Una vez terminado el almuerzo, el águila inició sus difíciles lecciones.
- ¡Mira -dijo- volar no es una cosa del otro mundo y sólo consiste en perder el miedo al espacio! ¡Todo es cuestión de audacia y buena voluntad! ¡Ya me ves a mí! ¡Antes no sabía cernirme entre las nubes y ahora domino los cielos con mis alas! ¡Procura hacer lo mismo y triunfarás!
- Pero... ¿cómo?- preguntó interesada la discípula.
- ¡Déjame que te eleve entre mis garras y cuando estemos a muchos metros de la tierra, te enseñaré como puedes quedarte en las alturas!
La serpiente, en su deseo insano de pretender lo imposible, aceptó ciegamente el ofrecimiento y se dejó elevar por el ave que muy pronto la suspendió en los espacios sin límites.
- ¿Te gusta? -le preguntó en un chillido.
- ¡Es maravilloso! -respondió la incauta. ¡Ahora sí que dominaré al mundo!
- ¡Bien -continuó la improvisada profesora ahora debes aprender a saber caer!
¡Y al terminar la frase abrió sus garras y la serpiente, privada de sostén, se precipitó a tierra, estrellándose en el duro suelo!
- ¡Este es mi cuento! -terminó el consejero mirando detenidamente al alcalde.- ¡El deseo de querer ser más de lo se puede, perdió al orgulloso animal, que más tarde fue devorado por las alimañas que antes tanto la habían temido!

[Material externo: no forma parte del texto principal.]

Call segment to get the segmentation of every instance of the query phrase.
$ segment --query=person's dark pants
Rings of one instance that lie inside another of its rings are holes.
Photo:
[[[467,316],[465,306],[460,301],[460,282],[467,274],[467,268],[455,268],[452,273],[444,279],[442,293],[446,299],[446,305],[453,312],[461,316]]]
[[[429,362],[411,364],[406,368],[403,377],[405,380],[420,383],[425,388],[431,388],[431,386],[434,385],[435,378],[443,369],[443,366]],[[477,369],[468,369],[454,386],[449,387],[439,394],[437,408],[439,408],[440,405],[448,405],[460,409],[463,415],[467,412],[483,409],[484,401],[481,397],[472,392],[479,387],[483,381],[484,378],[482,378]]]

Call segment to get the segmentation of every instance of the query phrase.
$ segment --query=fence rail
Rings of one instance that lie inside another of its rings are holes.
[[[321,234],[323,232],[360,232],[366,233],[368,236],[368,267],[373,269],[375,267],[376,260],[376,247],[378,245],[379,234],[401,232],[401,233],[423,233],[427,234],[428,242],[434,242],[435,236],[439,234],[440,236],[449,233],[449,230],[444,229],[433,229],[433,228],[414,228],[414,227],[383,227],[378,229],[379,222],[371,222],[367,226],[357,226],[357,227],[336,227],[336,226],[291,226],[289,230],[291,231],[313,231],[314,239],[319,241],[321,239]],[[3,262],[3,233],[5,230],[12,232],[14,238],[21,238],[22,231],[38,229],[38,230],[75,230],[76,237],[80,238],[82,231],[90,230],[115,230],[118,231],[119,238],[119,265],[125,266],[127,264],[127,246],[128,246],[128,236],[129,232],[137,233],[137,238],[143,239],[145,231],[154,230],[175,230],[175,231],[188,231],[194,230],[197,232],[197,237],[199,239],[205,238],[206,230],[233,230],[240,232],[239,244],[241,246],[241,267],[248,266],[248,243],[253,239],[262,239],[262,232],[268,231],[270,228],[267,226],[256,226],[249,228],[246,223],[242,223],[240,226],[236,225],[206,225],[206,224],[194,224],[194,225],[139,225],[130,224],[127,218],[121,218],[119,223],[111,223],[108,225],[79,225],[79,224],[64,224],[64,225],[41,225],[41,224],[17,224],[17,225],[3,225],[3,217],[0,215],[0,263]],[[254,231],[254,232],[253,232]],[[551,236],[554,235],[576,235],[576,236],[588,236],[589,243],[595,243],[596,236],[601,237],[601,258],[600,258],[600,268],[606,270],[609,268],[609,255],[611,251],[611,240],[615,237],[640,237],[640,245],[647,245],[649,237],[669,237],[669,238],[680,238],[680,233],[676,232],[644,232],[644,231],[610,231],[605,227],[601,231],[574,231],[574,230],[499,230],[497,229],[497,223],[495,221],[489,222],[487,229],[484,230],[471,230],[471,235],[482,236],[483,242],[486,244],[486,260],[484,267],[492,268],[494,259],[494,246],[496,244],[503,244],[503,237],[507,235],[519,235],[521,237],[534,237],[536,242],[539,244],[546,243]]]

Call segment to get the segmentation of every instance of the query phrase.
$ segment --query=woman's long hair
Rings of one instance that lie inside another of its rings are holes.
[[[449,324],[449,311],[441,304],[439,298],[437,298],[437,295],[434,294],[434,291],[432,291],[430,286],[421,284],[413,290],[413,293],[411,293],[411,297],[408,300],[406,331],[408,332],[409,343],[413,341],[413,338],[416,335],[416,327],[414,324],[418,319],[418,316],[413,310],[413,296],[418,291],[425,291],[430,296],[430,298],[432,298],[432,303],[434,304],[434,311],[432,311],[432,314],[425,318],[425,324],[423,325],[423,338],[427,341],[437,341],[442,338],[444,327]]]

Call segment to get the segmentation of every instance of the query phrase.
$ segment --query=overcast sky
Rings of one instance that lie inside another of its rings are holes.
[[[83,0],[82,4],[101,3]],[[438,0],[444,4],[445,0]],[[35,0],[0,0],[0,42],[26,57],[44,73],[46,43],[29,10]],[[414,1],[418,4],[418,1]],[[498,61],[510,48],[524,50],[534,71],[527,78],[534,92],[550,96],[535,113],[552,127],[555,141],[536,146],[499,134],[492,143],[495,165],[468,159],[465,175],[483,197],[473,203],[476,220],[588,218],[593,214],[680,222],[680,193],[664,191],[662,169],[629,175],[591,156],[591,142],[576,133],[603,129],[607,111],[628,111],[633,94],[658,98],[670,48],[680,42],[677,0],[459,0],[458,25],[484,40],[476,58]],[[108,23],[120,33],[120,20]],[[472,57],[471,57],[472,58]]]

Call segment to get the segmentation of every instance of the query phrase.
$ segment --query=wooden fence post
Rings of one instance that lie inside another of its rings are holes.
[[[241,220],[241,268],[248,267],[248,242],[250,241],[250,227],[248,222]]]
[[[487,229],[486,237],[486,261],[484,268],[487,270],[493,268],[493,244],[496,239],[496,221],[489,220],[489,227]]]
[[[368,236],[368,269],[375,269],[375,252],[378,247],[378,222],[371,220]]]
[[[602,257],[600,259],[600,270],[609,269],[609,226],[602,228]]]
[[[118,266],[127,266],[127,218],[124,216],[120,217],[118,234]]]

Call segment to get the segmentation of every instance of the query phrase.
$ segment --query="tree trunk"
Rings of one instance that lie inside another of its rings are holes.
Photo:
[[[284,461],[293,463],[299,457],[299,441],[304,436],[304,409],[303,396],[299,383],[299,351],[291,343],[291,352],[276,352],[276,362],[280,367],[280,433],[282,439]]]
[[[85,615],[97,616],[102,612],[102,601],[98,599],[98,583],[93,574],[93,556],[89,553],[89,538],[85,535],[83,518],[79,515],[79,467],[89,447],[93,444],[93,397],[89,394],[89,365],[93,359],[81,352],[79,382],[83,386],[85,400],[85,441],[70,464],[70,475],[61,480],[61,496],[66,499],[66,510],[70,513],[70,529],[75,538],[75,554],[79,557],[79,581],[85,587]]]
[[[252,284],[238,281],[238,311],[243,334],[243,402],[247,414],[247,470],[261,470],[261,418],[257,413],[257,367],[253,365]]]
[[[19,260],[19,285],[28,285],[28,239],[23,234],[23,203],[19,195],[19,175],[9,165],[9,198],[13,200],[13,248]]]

¡El alcalde comprendió el significado del cuento y desde entonces separó de su corazón su fatuidad y sus anhelos de dominio, para proseguir por la vida, mansamente, alejando de sí todo lo que pudiera conducirlo a pretensiones, vanidades y orgullos mal entendidos, que lo precipitarían sin remedio, al triste fin del repugnante reptil!